L'approche la moins chère est l'accès direct à l'API à des modèles comme Claude ou GPT-4o, ce qui coûte environ 0,0002-0,0005 $ par mot. Les services comme Weglot (15-50 $/mois) ou Lokalise sont plus chers par mot mais gèrent l'infrastructure pour vous. L'API Google Translate est moins cher par mot (~20 $ par million de caractères) mais la qualité est nettement inférieure aux LLM frontière. Notre approche de pipeline avec Claude nous a coûté environ 0,0003 $ par mot traduit incluant les passages d'AQ.
La traduction IA fonctionne-t-elle pour les langues de droite à gauche comme l'arabe et l'hébreu ?
Oui, mais vous devez gérer la mise en œuvre technique avec soin. La qualité de traduction pour l'arabe et l'hébreu de Claude est bonne -- notre vérification ponctuelle d'arabe a noté 8/10. La partie la plus difficile est la mise en œuvre de la mise en page RTL dans votre frontend.
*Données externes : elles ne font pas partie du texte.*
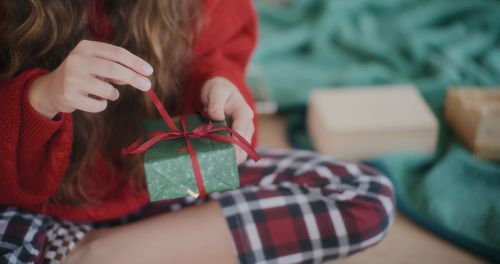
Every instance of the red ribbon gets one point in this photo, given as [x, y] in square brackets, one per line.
[203, 131]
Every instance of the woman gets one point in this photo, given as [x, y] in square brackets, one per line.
[73, 76]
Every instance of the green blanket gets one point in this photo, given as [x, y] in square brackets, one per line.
[305, 44]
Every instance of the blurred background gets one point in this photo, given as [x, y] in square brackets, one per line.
[440, 145]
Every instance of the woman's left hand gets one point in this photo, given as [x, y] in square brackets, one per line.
[221, 97]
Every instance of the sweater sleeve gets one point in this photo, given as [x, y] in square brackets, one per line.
[223, 48]
[35, 150]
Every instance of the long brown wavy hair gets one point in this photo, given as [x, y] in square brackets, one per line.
[41, 33]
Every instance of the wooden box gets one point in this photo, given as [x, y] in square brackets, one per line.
[363, 122]
[474, 116]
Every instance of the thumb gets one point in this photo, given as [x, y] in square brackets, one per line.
[217, 100]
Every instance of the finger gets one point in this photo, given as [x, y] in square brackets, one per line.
[217, 99]
[117, 72]
[101, 89]
[117, 54]
[245, 128]
[87, 104]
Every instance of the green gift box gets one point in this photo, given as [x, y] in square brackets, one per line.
[169, 169]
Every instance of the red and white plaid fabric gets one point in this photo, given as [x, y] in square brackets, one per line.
[293, 207]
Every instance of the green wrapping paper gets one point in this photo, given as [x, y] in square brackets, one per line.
[168, 167]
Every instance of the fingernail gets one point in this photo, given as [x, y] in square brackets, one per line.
[148, 69]
[117, 95]
[145, 84]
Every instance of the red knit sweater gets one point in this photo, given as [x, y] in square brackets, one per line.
[35, 151]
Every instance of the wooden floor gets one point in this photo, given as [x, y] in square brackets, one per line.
[406, 243]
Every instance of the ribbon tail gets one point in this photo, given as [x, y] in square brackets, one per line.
[164, 115]
[239, 140]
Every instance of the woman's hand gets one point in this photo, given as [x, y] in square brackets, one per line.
[79, 82]
[220, 98]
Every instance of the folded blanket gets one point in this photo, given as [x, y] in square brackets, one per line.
[306, 44]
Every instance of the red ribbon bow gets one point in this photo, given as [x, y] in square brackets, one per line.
[203, 131]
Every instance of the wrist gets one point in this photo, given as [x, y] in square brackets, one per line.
[39, 99]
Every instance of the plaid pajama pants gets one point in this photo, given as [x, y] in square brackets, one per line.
[293, 207]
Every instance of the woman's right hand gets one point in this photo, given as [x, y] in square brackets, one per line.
[78, 83]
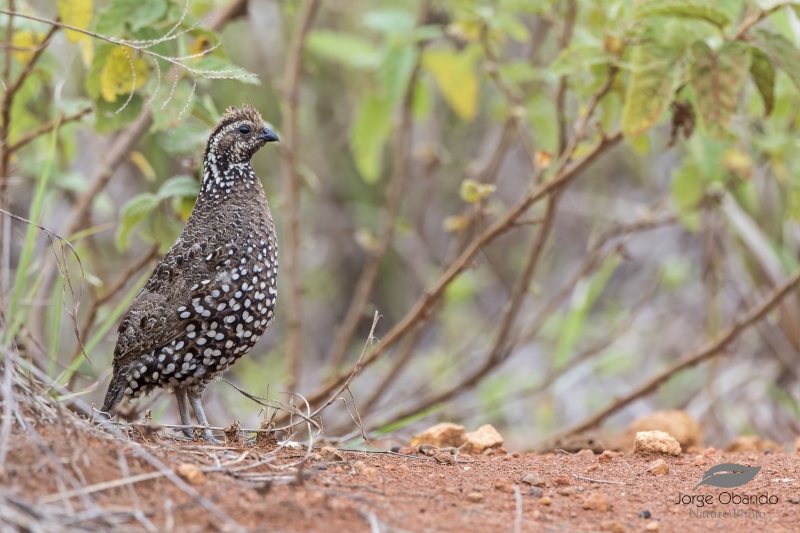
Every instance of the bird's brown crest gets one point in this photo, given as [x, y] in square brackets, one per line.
[247, 112]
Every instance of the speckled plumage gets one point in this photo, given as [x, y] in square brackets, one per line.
[212, 296]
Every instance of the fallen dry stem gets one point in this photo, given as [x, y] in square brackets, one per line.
[600, 480]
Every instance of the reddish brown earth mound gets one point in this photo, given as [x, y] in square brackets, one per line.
[358, 491]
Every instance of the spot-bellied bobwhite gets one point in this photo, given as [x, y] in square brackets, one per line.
[213, 294]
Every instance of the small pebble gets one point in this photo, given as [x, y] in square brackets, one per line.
[533, 479]
[561, 480]
[606, 456]
[612, 526]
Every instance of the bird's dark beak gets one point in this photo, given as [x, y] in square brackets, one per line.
[267, 135]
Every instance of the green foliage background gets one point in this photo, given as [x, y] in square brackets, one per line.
[704, 93]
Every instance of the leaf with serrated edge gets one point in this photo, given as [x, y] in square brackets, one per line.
[455, 75]
[781, 52]
[763, 74]
[656, 70]
[683, 9]
[717, 79]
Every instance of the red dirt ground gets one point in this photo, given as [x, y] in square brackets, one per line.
[373, 492]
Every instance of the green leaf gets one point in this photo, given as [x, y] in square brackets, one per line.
[781, 52]
[78, 14]
[122, 73]
[583, 299]
[343, 48]
[697, 10]
[656, 71]
[101, 54]
[396, 70]
[368, 134]
[180, 186]
[687, 186]
[389, 20]
[455, 75]
[135, 14]
[217, 67]
[716, 80]
[133, 213]
[763, 74]
[108, 120]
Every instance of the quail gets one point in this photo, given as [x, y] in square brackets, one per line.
[212, 296]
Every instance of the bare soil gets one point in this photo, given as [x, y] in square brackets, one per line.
[373, 492]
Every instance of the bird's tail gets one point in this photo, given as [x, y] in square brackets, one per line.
[116, 389]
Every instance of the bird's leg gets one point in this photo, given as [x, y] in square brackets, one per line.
[183, 407]
[194, 399]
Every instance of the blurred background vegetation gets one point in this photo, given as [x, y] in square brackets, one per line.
[548, 202]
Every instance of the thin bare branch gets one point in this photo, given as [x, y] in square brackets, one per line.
[289, 183]
[712, 348]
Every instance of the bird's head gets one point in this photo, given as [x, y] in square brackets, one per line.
[238, 135]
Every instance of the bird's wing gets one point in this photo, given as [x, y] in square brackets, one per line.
[163, 308]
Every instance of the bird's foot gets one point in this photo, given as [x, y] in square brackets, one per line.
[209, 438]
[183, 434]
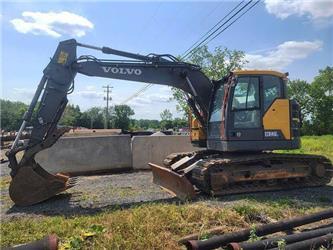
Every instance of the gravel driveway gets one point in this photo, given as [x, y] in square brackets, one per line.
[93, 194]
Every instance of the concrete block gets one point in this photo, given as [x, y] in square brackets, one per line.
[87, 154]
[155, 148]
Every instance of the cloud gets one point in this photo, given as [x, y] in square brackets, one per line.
[283, 55]
[314, 9]
[54, 24]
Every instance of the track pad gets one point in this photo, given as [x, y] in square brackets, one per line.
[33, 184]
[173, 182]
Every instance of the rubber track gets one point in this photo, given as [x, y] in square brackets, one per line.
[215, 163]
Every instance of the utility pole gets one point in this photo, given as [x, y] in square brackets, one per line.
[107, 99]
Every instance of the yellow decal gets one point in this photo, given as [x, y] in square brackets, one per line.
[197, 132]
[277, 117]
[62, 59]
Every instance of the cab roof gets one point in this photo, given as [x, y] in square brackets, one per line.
[260, 72]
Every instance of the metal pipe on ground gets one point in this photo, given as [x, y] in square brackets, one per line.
[325, 241]
[273, 242]
[261, 230]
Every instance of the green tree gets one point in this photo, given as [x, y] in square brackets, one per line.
[71, 116]
[316, 102]
[92, 118]
[321, 92]
[120, 116]
[215, 65]
[299, 90]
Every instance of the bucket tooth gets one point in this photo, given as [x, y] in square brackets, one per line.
[33, 184]
[173, 182]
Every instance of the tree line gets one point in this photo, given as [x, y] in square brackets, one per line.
[315, 99]
[119, 116]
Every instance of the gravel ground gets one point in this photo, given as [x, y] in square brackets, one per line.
[93, 194]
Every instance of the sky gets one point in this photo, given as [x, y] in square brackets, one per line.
[292, 36]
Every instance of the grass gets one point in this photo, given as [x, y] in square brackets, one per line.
[321, 145]
[159, 226]
[150, 226]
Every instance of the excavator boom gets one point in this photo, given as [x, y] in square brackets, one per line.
[30, 182]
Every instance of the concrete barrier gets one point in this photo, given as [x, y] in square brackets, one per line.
[155, 148]
[87, 154]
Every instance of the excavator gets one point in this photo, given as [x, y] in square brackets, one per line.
[237, 123]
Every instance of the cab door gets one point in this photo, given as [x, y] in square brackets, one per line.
[245, 120]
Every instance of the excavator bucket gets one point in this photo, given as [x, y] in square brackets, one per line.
[172, 182]
[33, 184]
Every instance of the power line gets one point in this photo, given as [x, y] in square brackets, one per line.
[216, 30]
[194, 44]
[233, 21]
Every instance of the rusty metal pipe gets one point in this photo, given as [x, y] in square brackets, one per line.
[326, 241]
[49, 242]
[222, 240]
[273, 242]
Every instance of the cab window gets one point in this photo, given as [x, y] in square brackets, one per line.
[246, 103]
[272, 89]
[216, 114]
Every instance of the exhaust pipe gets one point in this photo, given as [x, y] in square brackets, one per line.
[222, 240]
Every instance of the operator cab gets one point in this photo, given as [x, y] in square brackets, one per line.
[250, 112]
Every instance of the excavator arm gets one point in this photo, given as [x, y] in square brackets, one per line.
[30, 182]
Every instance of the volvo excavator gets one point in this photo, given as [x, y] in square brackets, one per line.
[237, 122]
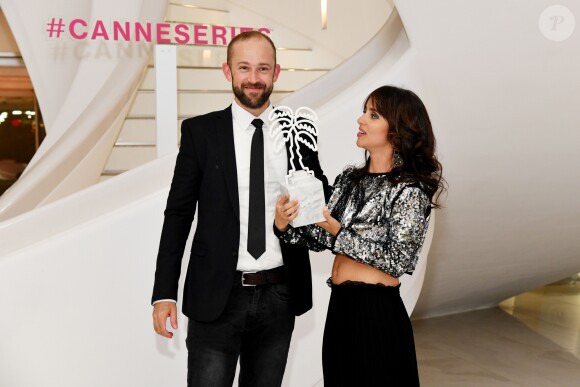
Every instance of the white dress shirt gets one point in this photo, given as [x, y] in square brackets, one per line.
[275, 166]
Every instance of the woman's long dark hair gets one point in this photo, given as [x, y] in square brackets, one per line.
[410, 133]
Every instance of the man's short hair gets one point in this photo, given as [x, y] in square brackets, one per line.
[247, 35]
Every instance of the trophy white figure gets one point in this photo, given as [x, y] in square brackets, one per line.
[298, 129]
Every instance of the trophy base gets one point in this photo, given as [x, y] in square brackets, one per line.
[308, 190]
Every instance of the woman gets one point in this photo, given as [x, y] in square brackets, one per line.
[376, 222]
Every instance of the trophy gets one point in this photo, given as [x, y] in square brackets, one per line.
[298, 130]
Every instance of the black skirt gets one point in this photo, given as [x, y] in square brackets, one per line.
[368, 338]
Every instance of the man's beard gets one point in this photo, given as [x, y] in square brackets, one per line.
[247, 101]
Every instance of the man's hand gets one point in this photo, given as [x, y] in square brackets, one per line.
[286, 211]
[161, 311]
[331, 225]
Les propriétés CSS logiques (margin-inline-start au lieu de margin-left) et les attributs dir="rtl" appropriés sont essentiels. Planifiez les éléments UI qui doivent être retournés.
Comment gérez-vous le SEO pour un site Web traduit en 30 langues ?
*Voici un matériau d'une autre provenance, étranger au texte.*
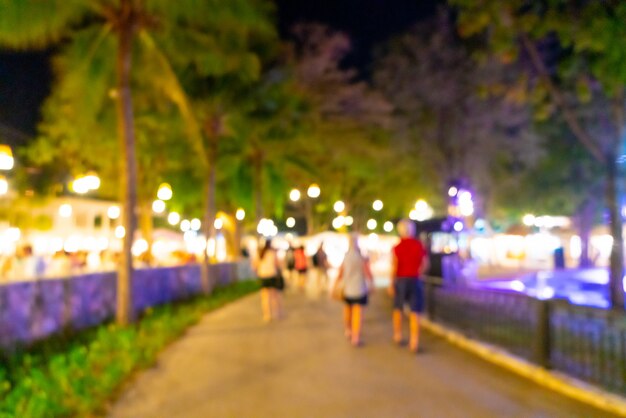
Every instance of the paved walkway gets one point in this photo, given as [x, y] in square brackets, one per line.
[233, 365]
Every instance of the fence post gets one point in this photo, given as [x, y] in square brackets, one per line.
[542, 334]
[430, 299]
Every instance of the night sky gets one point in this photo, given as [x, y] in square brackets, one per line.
[25, 77]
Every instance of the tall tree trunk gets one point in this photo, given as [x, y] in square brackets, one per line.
[584, 219]
[209, 218]
[128, 163]
[257, 163]
[616, 272]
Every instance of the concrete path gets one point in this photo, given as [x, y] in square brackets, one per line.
[233, 365]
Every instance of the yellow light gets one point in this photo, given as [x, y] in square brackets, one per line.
[528, 219]
[65, 210]
[120, 232]
[173, 218]
[294, 195]
[165, 192]
[79, 186]
[6, 157]
[339, 222]
[4, 186]
[92, 180]
[158, 206]
[13, 234]
[113, 212]
[313, 191]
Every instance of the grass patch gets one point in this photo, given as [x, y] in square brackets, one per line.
[75, 374]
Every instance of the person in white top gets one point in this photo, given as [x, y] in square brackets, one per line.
[268, 271]
[356, 275]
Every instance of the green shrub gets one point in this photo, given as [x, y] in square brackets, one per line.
[75, 374]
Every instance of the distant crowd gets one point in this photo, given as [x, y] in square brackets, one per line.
[25, 265]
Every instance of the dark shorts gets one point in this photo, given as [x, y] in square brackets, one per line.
[356, 301]
[272, 282]
[411, 291]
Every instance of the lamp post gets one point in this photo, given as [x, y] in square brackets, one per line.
[6, 164]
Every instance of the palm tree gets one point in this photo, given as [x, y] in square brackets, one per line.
[127, 25]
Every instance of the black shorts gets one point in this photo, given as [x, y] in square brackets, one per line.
[356, 301]
[271, 282]
[411, 291]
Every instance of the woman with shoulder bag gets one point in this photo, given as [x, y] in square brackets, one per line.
[268, 272]
[356, 278]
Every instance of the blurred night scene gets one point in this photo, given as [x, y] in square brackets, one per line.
[196, 196]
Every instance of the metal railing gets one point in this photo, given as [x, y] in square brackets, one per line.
[583, 342]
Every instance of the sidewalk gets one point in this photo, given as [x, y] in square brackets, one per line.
[233, 365]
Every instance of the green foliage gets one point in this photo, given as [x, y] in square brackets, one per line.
[74, 375]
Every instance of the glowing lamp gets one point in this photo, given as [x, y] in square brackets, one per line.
[294, 195]
[164, 192]
[158, 206]
[339, 222]
[6, 157]
[113, 212]
[120, 232]
[195, 224]
[65, 210]
[173, 218]
[4, 186]
[313, 191]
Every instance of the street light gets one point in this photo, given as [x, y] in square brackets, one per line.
[4, 185]
[294, 195]
[313, 191]
[6, 157]
[84, 184]
[158, 206]
[173, 218]
[165, 192]
[113, 212]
Trois choses sont les plus importantes : les balises hreflang appropriées sur chaque page, les URLs spécifiques à la locale (les sous-répertoires comme /fr/ ou /de/ fonctionnent bien), et les métadonnées traduites (titres, descriptions, balises Open Graph). Nous générons tout cela par programmation. N'oubliez pas de soumettre les sitemaps spécifiques aux locales à Google Search Console. Dans les 3 mois suivant le lancement du site en 30 langues, le client a vu le trafic organique des requêtes non-anglais augmenter de 340 %.
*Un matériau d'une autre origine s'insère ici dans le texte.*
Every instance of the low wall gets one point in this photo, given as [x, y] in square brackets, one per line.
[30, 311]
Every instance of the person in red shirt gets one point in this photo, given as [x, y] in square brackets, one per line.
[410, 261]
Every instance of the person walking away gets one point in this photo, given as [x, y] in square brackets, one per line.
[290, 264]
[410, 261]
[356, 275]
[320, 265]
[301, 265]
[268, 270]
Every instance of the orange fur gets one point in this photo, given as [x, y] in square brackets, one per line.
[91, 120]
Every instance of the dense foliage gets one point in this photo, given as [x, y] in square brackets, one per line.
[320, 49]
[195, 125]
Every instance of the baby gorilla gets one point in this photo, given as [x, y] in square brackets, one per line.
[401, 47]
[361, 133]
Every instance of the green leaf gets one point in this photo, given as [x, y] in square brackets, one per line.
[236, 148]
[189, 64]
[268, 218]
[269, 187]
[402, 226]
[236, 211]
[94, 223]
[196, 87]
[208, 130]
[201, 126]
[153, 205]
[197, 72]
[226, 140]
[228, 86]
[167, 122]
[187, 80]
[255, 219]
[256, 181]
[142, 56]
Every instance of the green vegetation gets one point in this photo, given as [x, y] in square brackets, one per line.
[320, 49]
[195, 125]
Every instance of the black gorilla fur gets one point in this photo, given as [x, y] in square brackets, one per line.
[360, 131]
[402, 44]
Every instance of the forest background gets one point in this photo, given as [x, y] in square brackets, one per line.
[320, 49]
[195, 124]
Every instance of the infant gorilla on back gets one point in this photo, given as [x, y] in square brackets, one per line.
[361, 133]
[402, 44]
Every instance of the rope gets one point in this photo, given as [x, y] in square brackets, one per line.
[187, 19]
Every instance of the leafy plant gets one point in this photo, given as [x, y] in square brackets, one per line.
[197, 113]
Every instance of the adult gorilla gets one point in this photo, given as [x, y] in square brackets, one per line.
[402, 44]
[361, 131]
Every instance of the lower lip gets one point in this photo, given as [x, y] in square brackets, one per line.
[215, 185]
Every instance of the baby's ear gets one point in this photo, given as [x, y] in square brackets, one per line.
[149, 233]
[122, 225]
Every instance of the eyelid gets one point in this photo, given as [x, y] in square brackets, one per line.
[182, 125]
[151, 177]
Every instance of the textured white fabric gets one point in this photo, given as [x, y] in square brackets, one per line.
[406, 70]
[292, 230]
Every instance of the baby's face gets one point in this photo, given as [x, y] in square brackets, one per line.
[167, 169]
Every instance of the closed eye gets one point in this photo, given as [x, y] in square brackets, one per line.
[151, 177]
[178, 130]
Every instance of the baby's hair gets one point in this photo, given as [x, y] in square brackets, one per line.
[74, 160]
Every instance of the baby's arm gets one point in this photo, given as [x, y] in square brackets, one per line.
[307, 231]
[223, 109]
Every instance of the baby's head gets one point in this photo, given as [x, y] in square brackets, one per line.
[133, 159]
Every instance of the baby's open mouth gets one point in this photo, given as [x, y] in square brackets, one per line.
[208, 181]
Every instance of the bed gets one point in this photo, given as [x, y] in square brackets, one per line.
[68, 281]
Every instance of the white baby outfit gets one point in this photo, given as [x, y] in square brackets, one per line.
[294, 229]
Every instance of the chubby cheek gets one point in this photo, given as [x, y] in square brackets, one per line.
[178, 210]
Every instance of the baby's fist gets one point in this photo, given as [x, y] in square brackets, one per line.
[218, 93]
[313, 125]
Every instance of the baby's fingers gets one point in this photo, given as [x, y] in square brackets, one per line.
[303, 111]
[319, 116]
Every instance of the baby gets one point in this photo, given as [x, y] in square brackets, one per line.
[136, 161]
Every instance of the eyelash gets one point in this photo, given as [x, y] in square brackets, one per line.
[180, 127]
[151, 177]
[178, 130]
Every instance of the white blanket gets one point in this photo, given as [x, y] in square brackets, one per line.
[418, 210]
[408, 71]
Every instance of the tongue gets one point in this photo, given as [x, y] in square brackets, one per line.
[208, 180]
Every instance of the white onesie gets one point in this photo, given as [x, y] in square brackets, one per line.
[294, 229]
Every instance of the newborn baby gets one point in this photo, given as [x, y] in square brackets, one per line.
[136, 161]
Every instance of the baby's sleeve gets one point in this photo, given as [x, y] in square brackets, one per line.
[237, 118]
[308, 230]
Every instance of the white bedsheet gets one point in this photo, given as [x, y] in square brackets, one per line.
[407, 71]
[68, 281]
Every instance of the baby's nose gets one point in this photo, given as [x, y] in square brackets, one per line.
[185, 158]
La traduction IA peut-elle traduire le contenu du site qui inclut le jargon technique ?
C'est en fait là que la traduction IA brille. Le jargon technique est généralement cohérent et bien défini, ce qui joue en faveur des forces du modèle. La clé est de construire un glossaire de vos termes spécifiques avec des traductions approuvées. Sans glossaire, le modèle pourrait traduire « pipeline de déploiement » de trois façons différentes sur votre site. Avec un, c'est d'une cohérence impeccable.
Combien de temps faut-il pour traduire par IA un site Web entier ?
Notre pipeline a traduit les 118 pages dans les 30 langues en environ 6 heures de temps de calcul, en exécutant des requêtes API parallèles avec limitation de débit. Le temps d'ingénierie pour construire le pipeline était d'environ 40 heures pour le premier projet. Les projets ultérieurs utilisant le même pipeline nécessitent 8-15 heures de temps d'ingénierie pour la configuration et la personnalisation, plus le temps de calcul.
Que se passe-t-il lorsque vous devez mettre à jour le contenu sur un site traduit ?
C'est là que l'approche d'unité de traduction segmentée paie énormément. Quand une page change, nous diff les unités de traduction par rapport à la version précédente. Seules les unités modifiées ou nouvelles sont re-traduites. Mettre à jour un article de blog dans les 30 langues coûte des sous et se fait automatiquement en CI/CD. Nous suivons les hachages d'unité de traduction pour savoir exactement ce qui est obsolète.
Le 22 $ par langue est-il réaliste pour tout site Web, ou seulement certains types ?
Le chiffre de 22 $ est spécifique au volume de contenu de notre projet (~73K mots) et au type de contenu (marketing et docs B2B SaaS). Vos résultats peuvent varier. Un site riche en contenu avec 500K mots pourrait coûter 100-150 $ par langue. Un site marketing simple de 10 pages pourrait coûter 3-5 $ par langue. Le coût évolue linéairement avec le nombre de mots et légèrement avec la complexité. Le coût fixe est le temps d'ingénierie pour construire ou configurer le pipeline.